Email sent 17:02 BST
The hi:project is officially four days old today. I’m emailing everyone here who has demonstrated some interest in helping make the hi:project happen in the weeks, months and years ahead. You may have registered at our interim website. You may have provided a champions statement. You may have otherwise expressed an interest in being kept abreast. Seventy five in total.
First things first. Thank you. For being the first.
It’s obvious that I think the hi:project ambition is beneficial for society, beneficial for the individual and for the organization. But of course that does not mean it will just happen – that requires a growing cadre of people who really appreciate the potential value here and consider it the best way they can contribute value versus all the other good things happening on the interwebs and beyond.
This will include many people I haven’t met, like Marius Lobontiu, who tweeted: “Just signed up for @hiproj. Equal parts utopian and revolutionary. As it should be. #UX”
Like Mike Hostetler, who clearly shares my passion to see if we can get organizations working much better than they do today, and suspects that this must start with self-awareness, self-knowledge and self-organization.

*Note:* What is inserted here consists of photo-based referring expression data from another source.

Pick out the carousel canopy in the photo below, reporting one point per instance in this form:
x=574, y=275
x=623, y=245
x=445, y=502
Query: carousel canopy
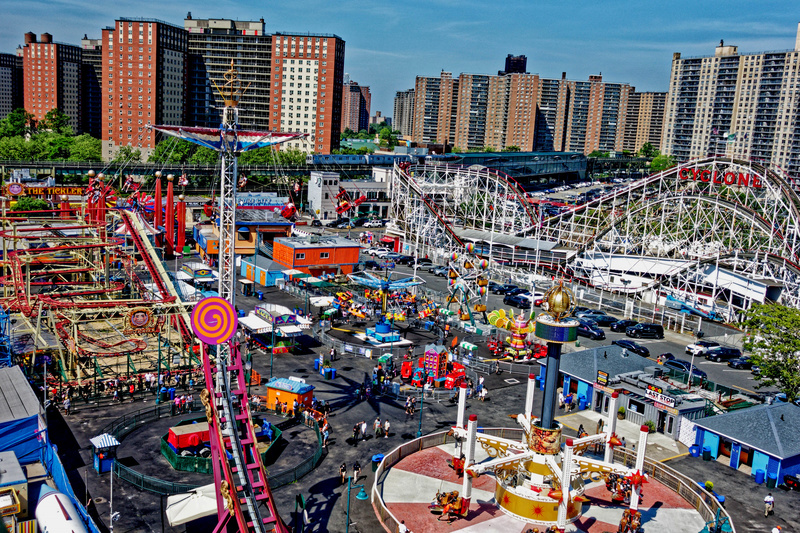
x=219, y=139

And like Adriana Lukas of the London Quantified Self Group, who proselytizes self-managed QS, a future in which “expertise is supplied rather than outsourced”, where each of us acquires “agency as sense-maker”.
People like you.
The hi:project celebrates the decentralization enshrined by the original architects of the Internet and the Web. Although it appears that ‘enshrine’ isn’t quite the right word else Sir Tim Berners-Lee wouldn’t be calling for re-decentralization.
The Ethereum project is laying down a foundation to cryptographically guarantee decentralization. It is building off the blockchain, a six-year-old innovation that you might describe as the world’s first architecture for incorruptible decentralized database. And the hi:project plans to build on top of that, lending this decentralized network a human face so to speak.
The hi:project moves the interface away from the machine, the service, the organization, and towards the individual. Why wouldn’t you? If it’s not about the human, what is it about?! And we believe the so-called ‘challenger brand’ at least will want to secure every competitive advantage it can – by doing the right thing and doing things better than its competition by working with us to facilitate the human interface between it and the people that matter to its success. And where advantage is demonstrated, others must follow suit or suffer disadvantage.
Now that the logic is laid out, I might have believed in my younger years that it would just happen, right?
Not quite, for significant effort is required, and significant effort demands significant motivation. Fortunately, the hi:project can walk the talk, decentralizing its operation and the value we will derive as much as the value we will contribute. We may be developing free software, but as Richard Stallman so memorably puts it, “you should think of free as in free speech, not as in free beer.”
Please take a look at the hi:project FAQs (specifically “Is this a for-profit or non-profit?”) for more information about how we intend to ensure the value to members of the hi:project goes beyond that intrinsic to altruistic endeavor. I’m conscious that we need to strike the right balance here… the hi:project absolutely needs those intent on making the world a better place to drive it forward, yet I don’t see why that should be at odds with deriving monetary value in the long-run; if we get it right.
In line with the hi:project’s draft principles, this communication is posted to the hi:project blog for all to see. Which leads me to the final point on my checklist for this email, member communication.
You will, I hope, forgive the irony that you cannot yet communicate with each other – that obviously needs to be put right asap. When you join the hi:project (please follow the link if you haven’t yet registered this way), you’re interacting with the Buddypress plugin for WordPress. The set-up for Buddypress and bbpress forums needs to be finished asap, and if you’re familiar with this process and can help, please tweet as much to @hiproj.
We’re also configuring things to make sure that email updates you might subscribe to from this community actually get through by complying with anti-spam measures. Then the hi:project can move off my company’s VerticalResponse account!
So please be patient.
No, strike that – please be impatient!
While you’re waiting, please share the hi:project with everyone you think should know about it. The UXers, developers, designers and hackers. The movers and the shakers, the change makers and the quietly brilliant. The thinkers, the bloggers and the journalists. And those working for corporates for which our success would be their success by reshaping their market to their advantage (clue: they likely play in a space with an 8000 pound centralized gorilla disintermediating* relationships).
Here’s to our success.
Thank you.
Philip.
P.S. Watch twitter and the blog for details about the first hi:project meetup, London, 6pm, September 30th.
* Strike through is a correction from the original email.